Косвенно на это указывают замечания из писем Пушкина своим, Дельвигу и Вяземскому, отправленных в те же дни середины лета 1825 года. С уверенностью он судит о всем русском — о том как раз, от которого он еще весной открещивался. Тогда оно ему было наполовину чуждо — теперь оно все его, Пушкина. Теперь: после нового рождения на Вознесение и «полетов» на Девятник.
Он почувствовал русское целое, новое, выраженное в слове.
Державин для него перестает быть настоящим русским поэтом (теперь он, Александр, образец). …вот мое окончательное мнение. Этот чудак не знал ни русской грамоты, ни духа русского языка… читая его, кажется, читаешь дурной, вольный перевод с какого-то чудесного подлинника. Ей-богу, его гений думал по-татарски… Неизвестно, что на это отвечает Дельвиг, который, помнится, Державина боготворил за один только его «Водопад». Но вот как вторит этому «царскому» настроению Александра сердечный друг Вяземский. Он обсуждает с Пушкиным подробности их публикации (одна за другой две статьи в «Московском телеграфе» в июне того же года), подробности не важны, важно вот что: отношение государства и языка, которое полушутя-полусерьезно определяют теперь два наших арзамасца: Пусть целость нашего языка будет равносвященна, как и неприкосновенность наших границ… Не нужно принимать этот тон совершенно всерьез, все же эти двое не адмирал Шишков с Хвостовым, но содержание «законодательной» цитаты вполне фундаментально. Другой вопрос: насколько жестки границы русского языка, допустимо ли их расширение (развитие русского слова) за счет внешних, европейских пространств? Поэтому продолжение «охранительной» цитаты: … но позвольте спросить: разве и завоевания наши — почитать за нарушение этой драгоценной целости?

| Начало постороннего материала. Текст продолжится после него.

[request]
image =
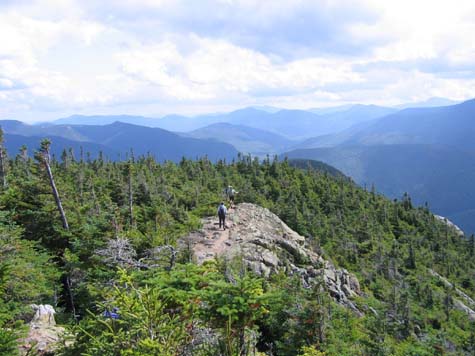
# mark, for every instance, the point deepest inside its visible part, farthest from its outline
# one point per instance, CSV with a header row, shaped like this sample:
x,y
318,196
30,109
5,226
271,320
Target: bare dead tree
x,y
120,252
3,161
44,157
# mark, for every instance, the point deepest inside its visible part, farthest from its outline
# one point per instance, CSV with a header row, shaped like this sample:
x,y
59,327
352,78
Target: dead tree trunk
x,y
131,197
3,162
45,156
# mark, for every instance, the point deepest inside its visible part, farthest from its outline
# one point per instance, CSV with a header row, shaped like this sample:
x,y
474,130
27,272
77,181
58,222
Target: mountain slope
x,y
440,175
164,145
13,143
245,139
448,125
121,138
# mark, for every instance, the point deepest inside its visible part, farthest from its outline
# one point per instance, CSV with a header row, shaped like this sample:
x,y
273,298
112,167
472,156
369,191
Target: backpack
x,y
221,210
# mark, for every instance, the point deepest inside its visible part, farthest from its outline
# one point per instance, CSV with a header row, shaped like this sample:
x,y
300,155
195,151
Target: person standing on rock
x,y
222,215
229,192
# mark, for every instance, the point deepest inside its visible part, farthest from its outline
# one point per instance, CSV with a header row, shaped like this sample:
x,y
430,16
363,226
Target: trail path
x,y
211,240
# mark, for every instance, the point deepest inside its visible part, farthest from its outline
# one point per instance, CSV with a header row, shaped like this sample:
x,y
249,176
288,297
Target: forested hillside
x,y
108,241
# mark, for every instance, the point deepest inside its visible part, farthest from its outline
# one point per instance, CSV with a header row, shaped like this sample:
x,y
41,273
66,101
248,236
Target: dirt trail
x,y
211,240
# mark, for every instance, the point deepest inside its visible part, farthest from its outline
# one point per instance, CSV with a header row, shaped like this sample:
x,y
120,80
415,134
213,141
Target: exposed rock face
x,y
267,245
450,224
44,335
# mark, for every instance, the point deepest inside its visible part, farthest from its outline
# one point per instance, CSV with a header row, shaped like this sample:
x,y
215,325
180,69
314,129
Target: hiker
x,y
114,314
222,215
230,192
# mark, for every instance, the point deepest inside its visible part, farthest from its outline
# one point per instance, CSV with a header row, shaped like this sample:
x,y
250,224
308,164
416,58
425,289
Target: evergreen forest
x,y
94,236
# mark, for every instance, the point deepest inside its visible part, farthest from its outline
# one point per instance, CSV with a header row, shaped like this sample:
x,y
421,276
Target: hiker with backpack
x,y
229,192
222,215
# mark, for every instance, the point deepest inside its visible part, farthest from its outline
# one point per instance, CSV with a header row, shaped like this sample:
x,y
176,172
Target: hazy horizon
x,y
153,58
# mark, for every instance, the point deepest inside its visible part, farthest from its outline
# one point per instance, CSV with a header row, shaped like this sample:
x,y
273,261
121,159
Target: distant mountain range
x,y
116,140
244,138
293,124
427,152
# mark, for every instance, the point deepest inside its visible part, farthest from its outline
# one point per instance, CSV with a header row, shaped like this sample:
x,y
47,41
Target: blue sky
x,y
154,57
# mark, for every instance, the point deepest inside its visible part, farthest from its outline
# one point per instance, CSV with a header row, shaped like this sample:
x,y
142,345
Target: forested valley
x,y
104,237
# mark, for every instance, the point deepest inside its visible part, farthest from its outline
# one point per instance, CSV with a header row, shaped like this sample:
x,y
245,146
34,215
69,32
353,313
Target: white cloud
x,y
166,56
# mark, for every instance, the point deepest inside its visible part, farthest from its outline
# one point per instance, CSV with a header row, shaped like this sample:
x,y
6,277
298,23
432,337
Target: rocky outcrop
x,y
43,336
450,224
466,304
267,246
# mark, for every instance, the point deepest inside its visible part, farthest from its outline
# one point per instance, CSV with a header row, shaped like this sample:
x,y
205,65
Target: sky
x,y
157,57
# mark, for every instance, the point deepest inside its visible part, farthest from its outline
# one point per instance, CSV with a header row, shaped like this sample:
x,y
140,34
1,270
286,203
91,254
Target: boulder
x,y
267,246
43,336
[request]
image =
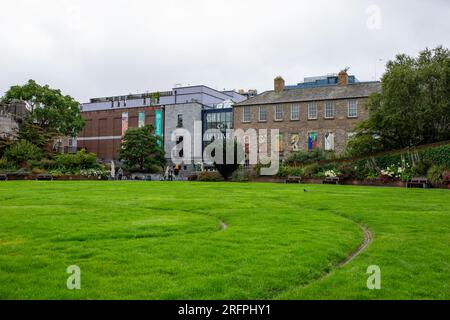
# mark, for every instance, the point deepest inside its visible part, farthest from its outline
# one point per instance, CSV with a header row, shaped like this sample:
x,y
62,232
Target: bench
x,y
331,180
418,183
44,177
294,179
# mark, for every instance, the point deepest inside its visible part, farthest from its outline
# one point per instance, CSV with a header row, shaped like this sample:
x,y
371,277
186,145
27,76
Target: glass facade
x,y
219,120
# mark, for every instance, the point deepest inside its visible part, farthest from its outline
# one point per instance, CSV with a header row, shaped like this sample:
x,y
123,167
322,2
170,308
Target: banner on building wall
x,y
263,144
141,120
247,145
312,141
124,122
280,138
295,142
329,141
158,125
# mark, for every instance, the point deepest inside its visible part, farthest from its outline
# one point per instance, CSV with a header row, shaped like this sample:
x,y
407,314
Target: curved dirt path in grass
x,y
368,237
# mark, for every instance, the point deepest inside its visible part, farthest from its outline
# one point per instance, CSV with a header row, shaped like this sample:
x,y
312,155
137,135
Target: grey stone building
x,y
178,118
307,117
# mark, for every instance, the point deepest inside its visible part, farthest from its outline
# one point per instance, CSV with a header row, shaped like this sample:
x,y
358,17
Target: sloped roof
x,y
357,90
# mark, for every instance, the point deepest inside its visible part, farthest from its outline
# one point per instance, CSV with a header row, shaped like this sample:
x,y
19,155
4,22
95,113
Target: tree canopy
x,y
413,107
230,148
140,149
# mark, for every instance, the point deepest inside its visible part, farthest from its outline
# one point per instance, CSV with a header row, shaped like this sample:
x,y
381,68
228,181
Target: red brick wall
x,y
108,123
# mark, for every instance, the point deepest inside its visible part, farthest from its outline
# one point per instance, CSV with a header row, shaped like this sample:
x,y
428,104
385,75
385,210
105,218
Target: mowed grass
x,y
165,240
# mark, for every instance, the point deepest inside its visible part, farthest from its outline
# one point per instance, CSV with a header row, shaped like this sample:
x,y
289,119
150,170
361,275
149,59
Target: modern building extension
x,y
108,118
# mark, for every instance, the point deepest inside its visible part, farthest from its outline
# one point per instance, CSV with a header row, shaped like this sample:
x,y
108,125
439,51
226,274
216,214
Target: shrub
x,y
77,161
435,174
193,177
311,170
37,171
5,164
22,151
446,176
347,172
305,157
421,168
286,171
44,164
210,176
437,155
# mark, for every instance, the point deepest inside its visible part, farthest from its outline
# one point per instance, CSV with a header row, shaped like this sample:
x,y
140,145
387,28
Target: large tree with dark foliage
x,y
51,111
141,151
413,107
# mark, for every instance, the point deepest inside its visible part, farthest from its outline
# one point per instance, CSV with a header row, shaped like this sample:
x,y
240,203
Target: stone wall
x,y
341,125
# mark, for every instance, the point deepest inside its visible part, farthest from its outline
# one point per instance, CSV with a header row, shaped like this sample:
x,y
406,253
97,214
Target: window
x,y
180,121
295,112
352,109
279,113
246,117
329,110
312,111
263,113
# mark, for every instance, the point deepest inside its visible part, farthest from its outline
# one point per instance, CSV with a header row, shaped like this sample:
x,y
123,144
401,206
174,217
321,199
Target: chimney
x,y
278,84
343,78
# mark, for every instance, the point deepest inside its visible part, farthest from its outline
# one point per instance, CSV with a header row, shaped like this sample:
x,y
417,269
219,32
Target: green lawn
x,y
156,240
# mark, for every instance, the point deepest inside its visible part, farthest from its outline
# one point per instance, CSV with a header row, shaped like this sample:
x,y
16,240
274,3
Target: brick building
x,y
108,118
307,116
104,128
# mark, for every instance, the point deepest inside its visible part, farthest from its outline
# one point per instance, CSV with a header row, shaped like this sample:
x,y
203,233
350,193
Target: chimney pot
x,y
279,84
343,78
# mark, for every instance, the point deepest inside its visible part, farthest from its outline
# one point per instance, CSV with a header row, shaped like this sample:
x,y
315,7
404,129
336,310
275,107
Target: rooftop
x,y
332,92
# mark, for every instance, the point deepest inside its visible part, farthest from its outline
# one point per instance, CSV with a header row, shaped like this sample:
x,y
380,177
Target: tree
x,y
413,107
140,149
51,111
21,152
225,168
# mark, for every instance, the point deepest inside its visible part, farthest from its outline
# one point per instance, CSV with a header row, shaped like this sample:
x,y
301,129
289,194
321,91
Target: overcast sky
x,y
97,48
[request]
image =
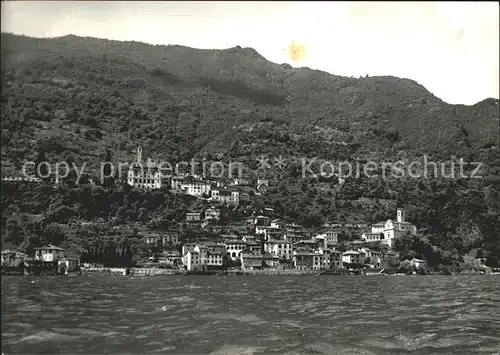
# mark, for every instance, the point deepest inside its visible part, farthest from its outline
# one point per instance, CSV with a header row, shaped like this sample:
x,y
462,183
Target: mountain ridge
x,y
252,53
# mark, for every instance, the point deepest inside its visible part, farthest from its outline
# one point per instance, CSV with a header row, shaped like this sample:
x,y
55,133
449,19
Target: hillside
x,y
74,98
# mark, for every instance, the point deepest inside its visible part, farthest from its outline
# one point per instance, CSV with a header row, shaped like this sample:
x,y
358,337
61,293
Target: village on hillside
x,y
261,242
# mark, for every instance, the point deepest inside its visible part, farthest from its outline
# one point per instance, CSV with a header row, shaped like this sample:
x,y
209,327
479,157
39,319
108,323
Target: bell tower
x,y
139,154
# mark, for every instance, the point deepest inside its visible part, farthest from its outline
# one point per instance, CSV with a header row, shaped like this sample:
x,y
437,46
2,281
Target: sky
x,y
450,48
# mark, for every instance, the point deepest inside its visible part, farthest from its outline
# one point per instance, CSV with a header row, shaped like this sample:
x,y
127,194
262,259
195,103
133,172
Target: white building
x,y
353,257
191,260
196,188
391,230
234,248
49,253
307,260
225,195
280,248
147,176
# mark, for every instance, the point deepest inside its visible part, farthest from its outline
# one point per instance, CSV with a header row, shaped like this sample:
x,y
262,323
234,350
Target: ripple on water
x,y
243,315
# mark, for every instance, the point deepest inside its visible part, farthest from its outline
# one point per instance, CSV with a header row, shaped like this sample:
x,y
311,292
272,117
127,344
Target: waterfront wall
x,y
133,271
274,272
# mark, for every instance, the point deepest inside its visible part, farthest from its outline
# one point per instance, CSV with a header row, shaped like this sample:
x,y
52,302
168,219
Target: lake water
x,y
251,315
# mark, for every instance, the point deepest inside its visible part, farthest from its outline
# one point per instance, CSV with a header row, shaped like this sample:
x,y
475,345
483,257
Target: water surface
x,y
251,315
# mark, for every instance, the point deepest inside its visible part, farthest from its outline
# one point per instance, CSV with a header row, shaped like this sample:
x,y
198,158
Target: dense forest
x,y
90,100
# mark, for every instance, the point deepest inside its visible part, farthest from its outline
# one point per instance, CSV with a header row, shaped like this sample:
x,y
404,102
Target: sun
x,y
297,51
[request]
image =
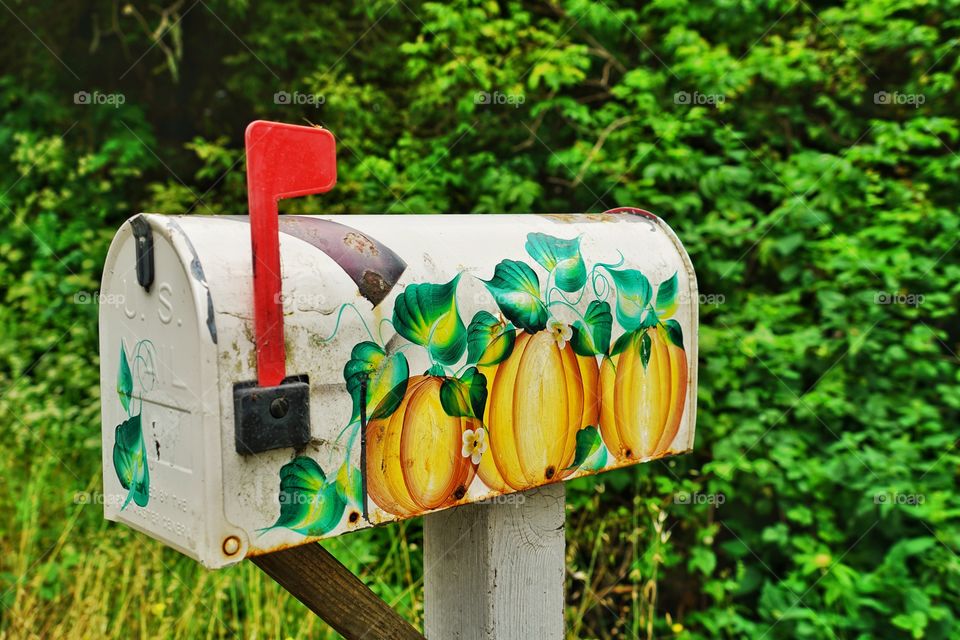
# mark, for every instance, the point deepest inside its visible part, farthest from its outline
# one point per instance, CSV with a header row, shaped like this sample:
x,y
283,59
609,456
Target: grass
x,y
67,572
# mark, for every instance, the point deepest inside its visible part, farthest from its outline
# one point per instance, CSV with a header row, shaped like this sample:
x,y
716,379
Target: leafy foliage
x,y
817,200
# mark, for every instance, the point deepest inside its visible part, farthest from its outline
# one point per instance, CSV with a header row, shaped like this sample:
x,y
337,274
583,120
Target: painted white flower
x,y
561,333
474,444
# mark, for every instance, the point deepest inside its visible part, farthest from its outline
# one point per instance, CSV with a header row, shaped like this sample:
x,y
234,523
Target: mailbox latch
x,y
144,245
272,417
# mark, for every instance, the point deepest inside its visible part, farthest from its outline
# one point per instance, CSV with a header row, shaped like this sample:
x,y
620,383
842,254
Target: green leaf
x,y
633,296
309,504
589,448
386,377
591,336
674,332
560,256
489,341
130,461
646,345
516,289
465,396
427,315
350,484
124,380
667,297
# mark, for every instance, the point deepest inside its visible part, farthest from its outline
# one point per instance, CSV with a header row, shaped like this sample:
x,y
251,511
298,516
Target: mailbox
x,y
427,362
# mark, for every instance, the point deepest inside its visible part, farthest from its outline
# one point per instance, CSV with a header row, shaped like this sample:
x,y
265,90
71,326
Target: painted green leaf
x,y
516,289
591,336
489,341
350,484
130,461
124,380
633,295
674,332
309,504
466,396
426,314
386,377
646,345
589,449
560,256
597,460
667,297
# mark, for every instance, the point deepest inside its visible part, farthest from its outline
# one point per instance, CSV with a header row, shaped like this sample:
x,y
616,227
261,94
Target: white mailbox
x,y
425,362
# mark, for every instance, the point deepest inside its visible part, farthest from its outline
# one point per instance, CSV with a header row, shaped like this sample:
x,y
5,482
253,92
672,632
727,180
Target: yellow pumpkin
x,y
537,400
414,461
640,408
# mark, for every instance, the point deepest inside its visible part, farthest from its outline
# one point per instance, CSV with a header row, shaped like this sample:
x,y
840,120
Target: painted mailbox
x,y
437,360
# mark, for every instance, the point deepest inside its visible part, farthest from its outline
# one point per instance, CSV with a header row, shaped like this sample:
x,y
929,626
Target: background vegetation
x,y
805,151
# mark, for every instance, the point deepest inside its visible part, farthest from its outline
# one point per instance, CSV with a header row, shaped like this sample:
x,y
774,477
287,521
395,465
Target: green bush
x,y
805,152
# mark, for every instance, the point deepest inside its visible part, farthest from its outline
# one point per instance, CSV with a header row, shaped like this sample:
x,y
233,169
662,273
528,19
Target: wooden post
x,y
317,579
496,571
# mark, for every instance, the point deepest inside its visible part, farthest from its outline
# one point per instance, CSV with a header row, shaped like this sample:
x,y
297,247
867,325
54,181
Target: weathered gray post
x,y
496,570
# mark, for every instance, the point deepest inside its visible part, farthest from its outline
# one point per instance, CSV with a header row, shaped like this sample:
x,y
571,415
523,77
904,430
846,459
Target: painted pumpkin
x,y
537,400
414,460
641,407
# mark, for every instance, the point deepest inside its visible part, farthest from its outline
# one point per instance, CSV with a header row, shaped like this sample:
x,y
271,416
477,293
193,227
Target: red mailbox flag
x,y
283,161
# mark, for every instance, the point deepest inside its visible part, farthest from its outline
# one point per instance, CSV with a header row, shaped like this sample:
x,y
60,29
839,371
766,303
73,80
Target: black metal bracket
x,y
143,235
268,418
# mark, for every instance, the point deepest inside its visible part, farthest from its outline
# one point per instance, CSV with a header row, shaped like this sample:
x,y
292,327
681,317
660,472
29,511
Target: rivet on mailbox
x,y
271,381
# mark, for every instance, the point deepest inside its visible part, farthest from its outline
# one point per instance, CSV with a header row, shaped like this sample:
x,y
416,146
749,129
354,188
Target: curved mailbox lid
x,y
510,351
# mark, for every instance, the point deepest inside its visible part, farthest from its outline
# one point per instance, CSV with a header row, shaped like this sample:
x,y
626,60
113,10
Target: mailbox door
x,y
160,402
450,359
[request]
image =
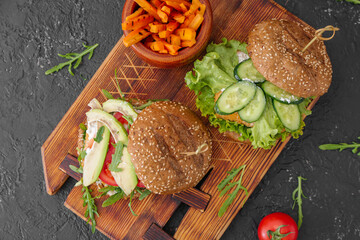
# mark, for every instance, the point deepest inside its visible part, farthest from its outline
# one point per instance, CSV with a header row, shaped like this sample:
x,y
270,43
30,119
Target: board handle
x,y
192,196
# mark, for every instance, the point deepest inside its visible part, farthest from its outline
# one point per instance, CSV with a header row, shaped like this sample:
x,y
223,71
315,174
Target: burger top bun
x,y
162,143
275,49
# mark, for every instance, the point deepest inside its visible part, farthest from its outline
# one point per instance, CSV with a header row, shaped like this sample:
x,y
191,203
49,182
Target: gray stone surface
x,y
33,32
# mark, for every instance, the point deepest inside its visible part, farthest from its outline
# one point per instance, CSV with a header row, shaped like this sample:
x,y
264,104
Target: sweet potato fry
x,y
166,10
177,16
187,21
135,14
194,6
155,3
171,26
164,34
157,27
186,3
173,50
186,34
137,22
174,40
148,7
188,43
196,22
135,36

Речь о галлицизмах, которые для Пушкина и Вяземского суть необходимые порции внешнего «воздуха»; с ними вместе русский язык — их, двоих, новый русский язык — делается более поместителен и гибок.
Всего важнее целое, драгоценная (новообретенная) целость. В ней явлено, ею обеспечено новое бумажное царство, о котором грезят Пушкин с Вяземским.
Также определенно было то, что Пушкиным рисуется московское царство. Петербург не так сосредоточен на царе (человеке); он, скорее, равномерно рассредоточен — с такой геометрией можно ли поместиться в слове целиком?
67
67 Письмо, в котором Пушкин сообщает Вяземскому о том, что трагедия у него на столе, отправляется через Карамзина. Понятно, что такова была только форма посылки: через Царское Село, где жил Карамзин и в те дни гостил Вяземский (письмо его не застало: Вяземский уехал в Ревель на морские купания). Однако, трудно представить, что Пушкин, посылая свое заявление таким маршрутом, не подумал о том, что Карамзин рано или поздно прочтет его трагедию. Одно это письмо было формой отложенной публикации.